動物が言葉を話すだけでも、兎愛の幼い心には刺激が強すぎた。
それに加えてこの兎は、自らを妖精だと名乗ったのだ。


「僕はラビック。妖精の世界から来たラビ」
呆然とする兎愛をお構いなしに、妖精は名前を言った。


「ほ、ほんとにようせいなの……?となりのねこさんも」
「そうラビ。……キャシー、寝てる場合じゃないラビ」

優奈が、隣でまだ起きていない猫のような動物に話題を振ると、
ラビックはその動物の顔を、耳でぺちぺちと叩き始めた。

ぺちぺち、ぺちぺち……
心なしか、遊んでいるようにも見える。

「……わたしにも、やらせて」

我に返った兎愛は、ぺちぺちと叩き続けるその姿を見て、
自分もやりたいと思った。


「だめラビ。さっきのは事故ラビ。

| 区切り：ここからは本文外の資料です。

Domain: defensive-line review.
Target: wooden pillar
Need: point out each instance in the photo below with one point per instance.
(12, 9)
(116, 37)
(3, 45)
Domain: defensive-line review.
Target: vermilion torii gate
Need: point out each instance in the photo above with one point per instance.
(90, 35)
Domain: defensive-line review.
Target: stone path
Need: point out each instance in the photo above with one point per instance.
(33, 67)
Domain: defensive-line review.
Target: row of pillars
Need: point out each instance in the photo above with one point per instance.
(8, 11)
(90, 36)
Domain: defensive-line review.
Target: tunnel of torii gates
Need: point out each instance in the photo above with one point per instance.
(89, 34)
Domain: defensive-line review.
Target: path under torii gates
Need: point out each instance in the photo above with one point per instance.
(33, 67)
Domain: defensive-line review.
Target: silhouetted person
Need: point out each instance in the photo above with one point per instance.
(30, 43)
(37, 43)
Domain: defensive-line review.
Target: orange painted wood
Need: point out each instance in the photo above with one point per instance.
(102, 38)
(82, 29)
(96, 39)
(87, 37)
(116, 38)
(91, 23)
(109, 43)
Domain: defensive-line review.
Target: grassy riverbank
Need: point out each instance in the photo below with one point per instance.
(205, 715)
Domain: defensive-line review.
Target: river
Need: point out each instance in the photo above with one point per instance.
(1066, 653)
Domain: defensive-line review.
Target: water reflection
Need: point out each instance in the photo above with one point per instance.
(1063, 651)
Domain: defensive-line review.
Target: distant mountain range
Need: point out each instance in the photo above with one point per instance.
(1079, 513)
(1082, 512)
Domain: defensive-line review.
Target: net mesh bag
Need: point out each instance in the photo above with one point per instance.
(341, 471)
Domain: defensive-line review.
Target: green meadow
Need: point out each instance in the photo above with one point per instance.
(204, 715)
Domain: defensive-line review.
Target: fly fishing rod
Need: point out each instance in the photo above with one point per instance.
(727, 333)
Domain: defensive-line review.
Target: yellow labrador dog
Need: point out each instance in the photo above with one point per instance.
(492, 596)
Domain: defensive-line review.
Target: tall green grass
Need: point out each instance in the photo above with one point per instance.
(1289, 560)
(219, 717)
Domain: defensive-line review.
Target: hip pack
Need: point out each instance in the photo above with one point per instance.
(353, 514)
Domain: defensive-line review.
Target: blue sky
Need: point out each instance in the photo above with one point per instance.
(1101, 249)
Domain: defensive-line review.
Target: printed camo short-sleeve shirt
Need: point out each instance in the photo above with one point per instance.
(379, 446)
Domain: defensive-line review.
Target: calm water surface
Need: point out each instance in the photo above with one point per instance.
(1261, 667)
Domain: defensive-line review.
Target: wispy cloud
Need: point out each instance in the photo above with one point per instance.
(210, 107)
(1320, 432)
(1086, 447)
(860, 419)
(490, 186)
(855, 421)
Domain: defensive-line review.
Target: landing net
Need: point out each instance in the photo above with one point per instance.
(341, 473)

こうやってぺちぺちするのは妖精だけの―――」


「……妖精でも人間でも、ぷにぷにぺちぺちしすぎは嫌ニャァァァァァ!」

突然目を覚ました猫は、強烈な雄たけびを上げる。
その場にいた全員が、一瞬凍り付くほどのものだった。



その後、人目に付くと困るので、全員近くの木陰に移動した。

「僕がラビックで」
「あたしがキャシー、ニャ」

妖精だという二匹は、改めて自分の名前を名乗る。
その様子に、兎愛も優奈も、驚きを隠せなかった。


「ようせいさん……なんで、道にたおれてたの?」
兎愛が聞くと、二匹は物凄く答えづらいというような表情をする。

「お恥ずかしながら、人間界に来てから何も食べてないラビ……」

「ニャー……」
と、腹をさすりながら言う二匹。
よく見ると、さっきよりも何だか顔色が悪そうだった。


「だいじょうぶ!?そうだ、水だけでも……」
いち早く反応した優奈は、自分の水稲を開けて、
フタカップにお茶を注ぐ。

「あ、わたしも!」
兎愛も、自分の水稲からお茶を注いだ。


兎愛はラビックに、優奈はキャシーにそれを渡す。
渡されるなり、二匹はごくごくと飲み、一瞬でカップは空っぽになった。

「はぁー……水分だけでも全然違うラビ!」
生き返ったように、ラビックたちの表情に明るさが戻った。


「よしラビック。これで、あたしたちの任務を……」

「おーおー、こんなとこにいたじゃん?」
キャシーが、何かを言いかけた。そこに、調子のいい誰かの声が割り込んでくる。

「え、だれ?」
声のした方に兎愛が振り向くと、
若干露出の高い服を着た金髪の女性が立っていた。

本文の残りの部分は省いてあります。